Notícias do Tocantins - Cinco desembargadores do Tribunal de Justiça do Tocantins estão entre os investigados na Operação Máximus, deflagrada pela Polícia Federal nesta sexta-feira (23/08), visando apurar supostos crimes de corrupção ativa, exploração de prestígio, lavagem de dinheiro e organização criminosa no Poder Judiciário do Estado.
A operação foi autorizada pelo ministro João Otávio de Noronha, do Superior Tribunal de Justiça (STJ), dois dias depois da operação Fames-19, determinada por outro ministro da Corte, Mauro Campbell Marques. As duas operações atingem em cheio a cúpula dos Poderes Executivo e Judiciário. O governador Wanderlei Barbosa figura também entre os investigados.
Os alvos são os desembargadores:
Etelvina Maria Sampaio Ribeiro Felipe (Presidente do TJTO)
Ângela Maria Ribeiro Prudente (vice-presidente do TJTO e esposa do vice-governador Laurez Moreira).
João Rigo Guimarães (presidente do Tribunal Regional Eleitoral do Tocantins - TRE-TO).

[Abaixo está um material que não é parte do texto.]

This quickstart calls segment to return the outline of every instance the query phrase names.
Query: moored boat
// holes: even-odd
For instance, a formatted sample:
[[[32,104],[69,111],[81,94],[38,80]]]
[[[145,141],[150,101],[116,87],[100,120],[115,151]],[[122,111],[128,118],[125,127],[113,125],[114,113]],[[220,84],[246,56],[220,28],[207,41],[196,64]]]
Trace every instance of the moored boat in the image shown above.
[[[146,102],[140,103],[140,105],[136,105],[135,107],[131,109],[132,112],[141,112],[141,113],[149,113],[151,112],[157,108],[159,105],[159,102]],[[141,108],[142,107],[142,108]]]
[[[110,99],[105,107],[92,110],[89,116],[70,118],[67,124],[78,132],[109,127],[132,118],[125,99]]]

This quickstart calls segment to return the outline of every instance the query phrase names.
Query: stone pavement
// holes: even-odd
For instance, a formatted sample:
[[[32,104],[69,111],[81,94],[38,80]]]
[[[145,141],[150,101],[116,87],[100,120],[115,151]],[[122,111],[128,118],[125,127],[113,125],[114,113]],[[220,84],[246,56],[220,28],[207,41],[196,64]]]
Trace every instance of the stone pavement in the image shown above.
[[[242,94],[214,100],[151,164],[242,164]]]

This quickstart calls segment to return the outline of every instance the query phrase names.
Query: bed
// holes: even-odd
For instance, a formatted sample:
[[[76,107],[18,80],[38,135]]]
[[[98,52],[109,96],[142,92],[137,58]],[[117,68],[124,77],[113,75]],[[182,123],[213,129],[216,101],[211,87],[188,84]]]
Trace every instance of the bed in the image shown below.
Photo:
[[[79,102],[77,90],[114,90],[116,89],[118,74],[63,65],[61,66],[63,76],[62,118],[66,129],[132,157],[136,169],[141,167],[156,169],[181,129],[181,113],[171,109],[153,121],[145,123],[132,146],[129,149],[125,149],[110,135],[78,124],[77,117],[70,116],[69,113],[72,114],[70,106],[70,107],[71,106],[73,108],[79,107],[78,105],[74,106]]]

Helvécio de Brito Maia Neto (ex-presidente do Tribunal de Justiça do Tocantins).
Ângela Issa Haonat.
José de Moura Filho (já aposentado).
O desembargador Helvécio Maia foi afastado do cargo pelo prazo de 1 ano. A decisão determinou, ainda, a proibição de acesso ou frequência ao Tribunal de Justiça, inclusive por meio de equipamentos eletrônicos, bem como de manter contato com funcionários do órgão e quaisquer outros dos demais investigados.
Apreensão de armamento
A Polícia Federal apreendeu armamento durante o cumprimento de mandado de buscas na casa do desembargador João Rigo Guimarães, em Araguaína. Ele é o atual presidente do Tribunal Regional Eleitoral (TRE-TO.
Juízes e procuradores
A lista de investigados inclui, ainda, dezenas de advogados e outras autoridades como os seguintes juízes:
- José Maria Lima
- Marcelo Eliseu Rostirolla
- Océlio Nobre da Silva
- Roniclay Alves de Morais
- Rodrigues de Menezes dos Santos (do TRE-TO).
Também são investigados o Procurador-Geral do Estado Kledson de Moura Lima, o presidente do Naturatins, Renato Jayme da Silva, e o ex-chefe de gabinete do governador, Marcos Martins Camilo, que foi exonerado nesta quinta-feira (22) após a operação Fames-19, e o próprio governador Wanderlei Barbosa.
Os agentes cumprem 2 mandados de prisão preventiva e 60 mandados de busca e apreensão, nos estados de Tocantins, Minas Gerais, São Paulo, Goiás e Distrito Federal.
O STJ determinou medidas cautelares diversas da prisão, como o afastamento de cargo público, o sequestro e a indisponibilidade de bens, direitos e valores dos envolvidos.
Defesas
A reportagem busca contato com os investigados. O espaço está aberto para manifestações.